A las mujeres les cuesta ser infieles

Se lo llevó todo- exclamaba mientras se torcía la nariz con el celular empuñado en la mano izquierda. Y es que las lágrimas no pudieron salir hasta que se dió cuenta, que lo dejó todo, prácticamente le pagó la bencina del auto al otro maricón que ayudó a robarle la casa.
No lo podía creer, porque él le había prometido hacerla feliz. Ella se iría con él, y con la plata de su marido vivirían bien los dos juntos, en una casa del gobierno, por allá por San Miguel. Anita si bien orgullosa, estaba necesitada, así que no dudó en meterse con el tipo que hacía la reja que su marido mandó a hacer para la piscina, para que las niñitas no se fueran a ahogar en el verano.
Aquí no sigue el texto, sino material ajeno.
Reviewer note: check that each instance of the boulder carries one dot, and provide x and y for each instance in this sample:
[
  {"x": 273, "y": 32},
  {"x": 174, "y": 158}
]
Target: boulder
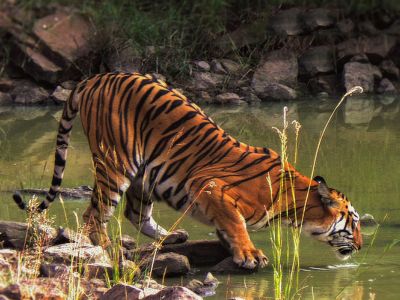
[
  {"x": 199, "y": 253},
  {"x": 60, "y": 95},
  {"x": 168, "y": 264},
  {"x": 123, "y": 291},
  {"x": 75, "y": 253},
  {"x": 228, "y": 98},
  {"x": 277, "y": 66},
  {"x": 27, "y": 92},
  {"x": 18, "y": 235},
  {"x": 66, "y": 37},
  {"x": 228, "y": 266},
  {"x": 386, "y": 87},
  {"x": 216, "y": 67},
  {"x": 201, "y": 65},
  {"x": 389, "y": 69},
  {"x": 5, "y": 99},
  {"x": 316, "y": 60},
  {"x": 359, "y": 74},
  {"x": 276, "y": 91},
  {"x": 54, "y": 270},
  {"x": 288, "y": 22},
  {"x": 318, "y": 18},
  {"x": 205, "y": 80},
  {"x": 174, "y": 293},
  {"x": 230, "y": 66},
  {"x": 124, "y": 58},
  {"x": 375, "y": 47}
]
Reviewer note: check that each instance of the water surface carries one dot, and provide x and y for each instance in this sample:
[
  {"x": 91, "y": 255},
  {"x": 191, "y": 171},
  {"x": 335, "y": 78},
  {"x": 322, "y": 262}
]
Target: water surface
[{"x": 359, "y": 156}]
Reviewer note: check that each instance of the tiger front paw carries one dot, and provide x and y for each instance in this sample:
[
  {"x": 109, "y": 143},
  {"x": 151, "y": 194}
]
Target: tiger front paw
[
  {"x": 176, "y": 237},
  {"x": 250, "y": 258}
]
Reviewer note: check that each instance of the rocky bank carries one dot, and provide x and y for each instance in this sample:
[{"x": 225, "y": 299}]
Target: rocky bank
[{"x": 303, "y": 50}]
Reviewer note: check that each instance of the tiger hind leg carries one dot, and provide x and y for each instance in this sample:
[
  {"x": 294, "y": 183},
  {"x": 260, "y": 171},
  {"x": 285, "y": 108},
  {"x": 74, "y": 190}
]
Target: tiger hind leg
[{"x": 139, "y": 210}]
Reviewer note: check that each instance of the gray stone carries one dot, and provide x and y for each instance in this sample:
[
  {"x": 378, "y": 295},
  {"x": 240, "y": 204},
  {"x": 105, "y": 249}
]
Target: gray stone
[
  {"x": 386, "y": 87},
  {"x": 278, "y": 66},
  {"x": 169, "y": 264},
  {"x": 77, "y": 253},
  {"x": 376, "y": 47},
  {"x": 60, "y": 95},
  {"x": 54, "y": 270},
  {"x": 99, "y": 270},
  {"x": 358, "y": 74},
  {"x": 228, "y": 266},
  {"x": 202, "y": 65},
  {"x": 318, "y": 18},
  {"x": 174, "y": 293},
  {"x": 123, "y": 291},
  {"x": 277, "y": 91},
  {"x": 228, "y": 98},
  {"x": 205, "y": 81},
  {"x": 389, "y": 69},
  {"x": 317, "y": 60},
  {"x": 230, "y": 66},
  {"x": 288, "y": 22},
  {"x": 124, "y": 58},
  {"x": 217, "y": 67},
  {"x": 27, "y": 92},
  {"x": 5, "y": 99}
]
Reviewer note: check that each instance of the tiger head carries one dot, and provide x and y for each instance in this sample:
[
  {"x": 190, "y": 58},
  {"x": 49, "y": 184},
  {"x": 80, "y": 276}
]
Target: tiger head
[{"x": 337, "y": 224}]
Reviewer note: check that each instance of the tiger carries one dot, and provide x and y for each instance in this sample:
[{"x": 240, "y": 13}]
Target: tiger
[{"x": 149, "y": 142}]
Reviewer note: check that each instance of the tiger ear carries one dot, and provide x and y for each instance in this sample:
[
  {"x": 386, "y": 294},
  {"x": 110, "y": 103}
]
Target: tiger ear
[{"x": 323, "y": 190}]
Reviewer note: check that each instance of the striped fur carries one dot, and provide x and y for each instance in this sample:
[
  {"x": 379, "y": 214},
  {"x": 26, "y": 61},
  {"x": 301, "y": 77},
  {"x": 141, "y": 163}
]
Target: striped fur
[{"x": 149, "y": 141}]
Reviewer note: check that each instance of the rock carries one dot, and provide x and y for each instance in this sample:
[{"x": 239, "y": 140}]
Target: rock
[
  {"x": 60, "y": 95},
  {"x": 99, "y": 270},
  {"x": 359, "y": 74},
  {"x": 168, "y": 264},
  {"x": 174, "y": 293},
  {"x": 202, "y": 65},
  {"x": 68, "y": 37},
  {"x": 359, "y": 110},
  {"x": 228, "y": 98},
  {"x": 288, "y": 22},
  {"x": 318, "y": 18},
  {"x": 127, "y": 242},
  {"x": 386, "y": 86},
  {"x": 27, "y": 92},
  {"x": 230, "y": 66},
  {"x": 316, "y": 60},
  {"x": 277, "y": 91},
  {"x": 124, "y": 58},
  {"x": 66, "y": 235},
  {"x": 346, "y": 27},
  {"x": 17, "y": 235},
  {"x": 389, "y": 69},
  {"x": 123, "y": 291},
  {"x": 54, "y": 270},
  {"x": 323, "y": 83},
  {"x": 199, "y": 253},
  {"x": 203, "y": 288},
  {"x": 227, "y": 266},
  {"x": 217, "y": 67},
  {"x": 376, "y": 47},
  {"x": 278, "y": 66},
  {"x": 12, "y": 292},
  {"x": 205, "y": 81},
  {"x": 76, "y": 253},
  {"x": 246, "y": 34},
  {"x": 5, "y": 99}
]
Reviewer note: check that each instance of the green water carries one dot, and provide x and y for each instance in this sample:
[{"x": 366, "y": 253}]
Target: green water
[{"x": 359, "y": 156}]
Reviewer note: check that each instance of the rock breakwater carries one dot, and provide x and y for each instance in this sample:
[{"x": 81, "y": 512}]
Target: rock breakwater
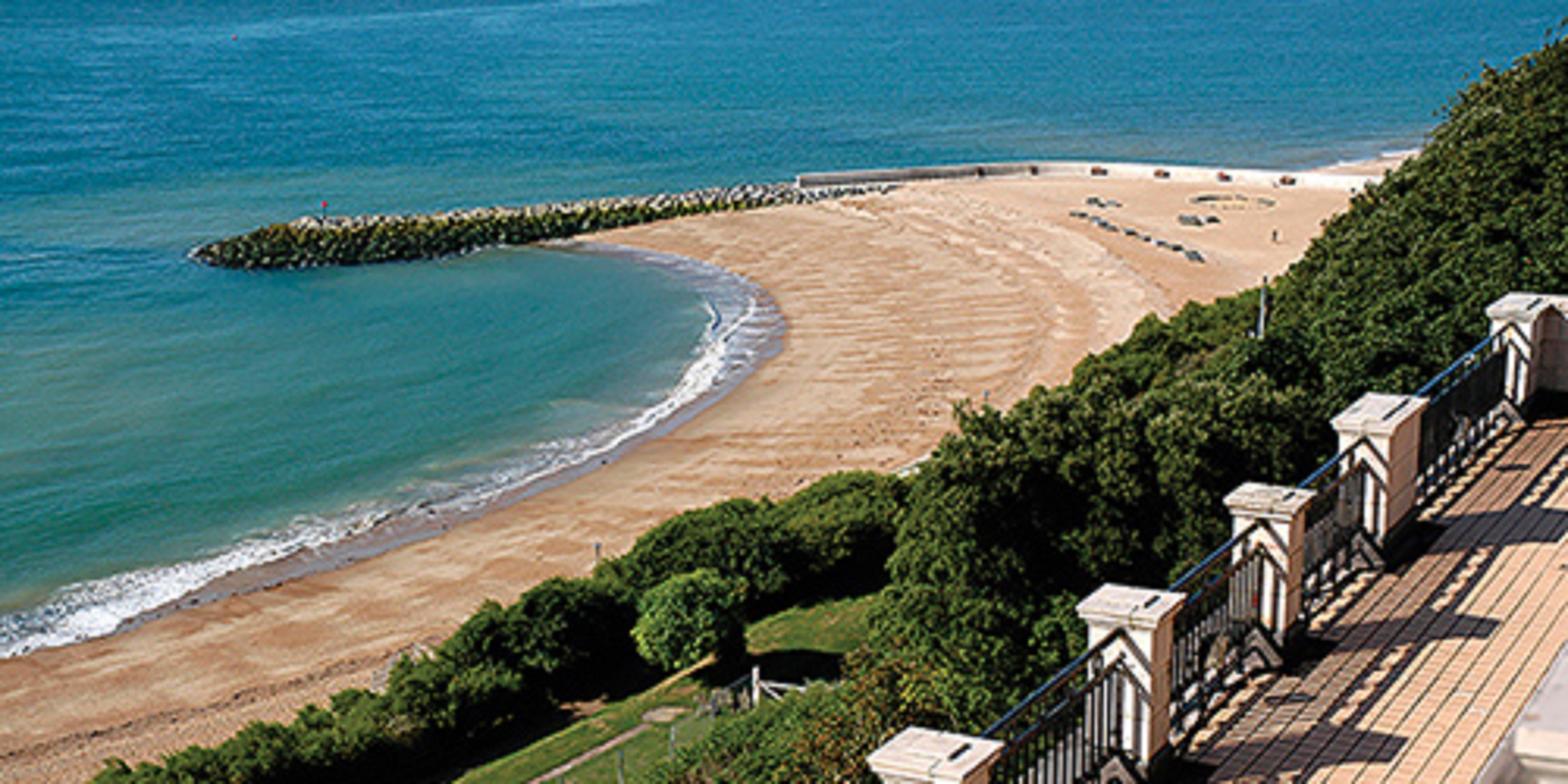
[{"x": 378, "y": 239}]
Anita algo apenada, desilusionada y sintiéndose ridícula, sentada en la alfombra de su pieza, observando los cajones en el suelo, algunos cables desparramados, la caja azul del Banco Chile sin los cheques ni las tarjetas, la casa entera vacía salvo algunos muebles y cosas efímeras. Sentía sus cosas, sus ilusiones que se iban con él camino a un galpón cerca del Bío-Bío.
En la pieza seguía el olor potente a disco quemado de perfil angular, a olor a hombre joven caliente. No lo podía odiar, no le convenía acusarle a los pacos. En parte le seguía deseando. Desde la ventana miró la reja soldada hasta la mitad, la pensó poco: agarró la Mastercard de su cartera y partió a comprar lo que él se llevó, para reponer todo y lograr contentar a sus dos hombres.